Diese Grafik zeigt ein Kollisionsereignis im ATLAS-Detektor, bei dem eine Energielücke auftrat (rosa Linie). SO etwas kann, muss aber nicht die Existenz von Teilchen anzigen, die nicht mit dem Detektor interagieren, darunter Dunkle MAterie, Neutrinos oder Gravitons. © Pauline Gagnon / ATLAS Collaboration/CERN

Verräterische Abweichung

Sowohl der CMS-Detektor als auch der ATLAS-Detektor sind theoretisch in der Lage, solche WIMPs nachzuweisen – allerdings nicht direkt. Denn ähnlich wie bei den Gravitonen würden sie sich vor allem dadurch verraten, dass in den Teilchenjets und der Energieabstrahlung etwas fehlt.
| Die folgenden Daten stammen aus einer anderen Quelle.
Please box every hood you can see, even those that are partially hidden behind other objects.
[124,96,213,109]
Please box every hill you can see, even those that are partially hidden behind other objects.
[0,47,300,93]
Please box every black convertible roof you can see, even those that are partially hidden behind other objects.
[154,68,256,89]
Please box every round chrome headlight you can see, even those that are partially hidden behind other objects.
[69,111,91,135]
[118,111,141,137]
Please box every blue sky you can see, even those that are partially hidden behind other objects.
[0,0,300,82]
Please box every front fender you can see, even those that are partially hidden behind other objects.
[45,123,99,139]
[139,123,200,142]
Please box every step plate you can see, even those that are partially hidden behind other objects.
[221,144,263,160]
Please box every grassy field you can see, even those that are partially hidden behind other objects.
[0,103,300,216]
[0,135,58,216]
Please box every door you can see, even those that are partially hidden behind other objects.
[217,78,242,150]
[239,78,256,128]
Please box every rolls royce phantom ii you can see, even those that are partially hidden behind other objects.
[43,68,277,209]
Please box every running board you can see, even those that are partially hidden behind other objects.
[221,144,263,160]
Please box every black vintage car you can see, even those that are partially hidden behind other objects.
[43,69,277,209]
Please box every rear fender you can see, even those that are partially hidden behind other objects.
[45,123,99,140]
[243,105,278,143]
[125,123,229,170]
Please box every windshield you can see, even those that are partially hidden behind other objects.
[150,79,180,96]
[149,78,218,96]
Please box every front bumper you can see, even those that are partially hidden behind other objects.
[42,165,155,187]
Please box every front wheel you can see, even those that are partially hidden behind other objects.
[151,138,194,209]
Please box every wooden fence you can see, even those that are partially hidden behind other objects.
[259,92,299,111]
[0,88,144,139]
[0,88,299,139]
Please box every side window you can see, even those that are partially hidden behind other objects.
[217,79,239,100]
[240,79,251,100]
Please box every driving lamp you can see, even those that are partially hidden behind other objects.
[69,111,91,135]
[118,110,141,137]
Das Problem dabei ist allerdings, dass solche Ungleichgewichte auch durch andere Zerfälle verursacht werden können, darunter den Zerfall von einem Z-Boson in zwei Neutrinos.

Es muss daher ziemlich genau zurückverfolgt werden, ob nicht einer der bekannten Kandidaten am Anfang der Zerfallskette stand. Zumindest in der ersten Laufzeit des LHC gab es tatsächlich einige solcher „verdächtiger“ Zerfälle. „Unglücklicherweise haben wir aber in den bisher untersuchten Kanälen nichts gefunden, das über das hinausgeht, das wir vom Hintergrund erwarten – also über die bisher bekannten Zerfallsformen, die ähnliche Signaturen hervorrufen“, erklärt CERN-Physikerin Pauline Gagnon im Blog Quantum Diaries.

Blick in den geöffneten ATLAS-Detektor während des Long Shutdown © Claudia Marcelloni De Oliveira / CERN

Hilfe vom Higgs

Möglicherweise könnte sogar das Higgs-Boson dabei helfen, die lange gesuchten Teilchen der Dunklen Materie ausfindig zu machen. Denn einigen Theorien nach kann das Higgs unter bestimmten Umständen in solche Partikel zerfallen. In den Detektoren des LHC wären dann nur die Zerfallsprodukte eines Z-Bosons zu sehen, das zusammen mit dem Higgs bei den Kollisionen entstehen kann. Die vom Higgs-Boson erzeugten Dunkle Materie-Teilchen verraten sich wieder nur indirekt, über fehlende Energie. „Bisher haben die Suchen nach solchen Zerfällen aber nichts ergeben, was über den erwarteten Hintergrund-Niveaus liegt“, so Gagnon.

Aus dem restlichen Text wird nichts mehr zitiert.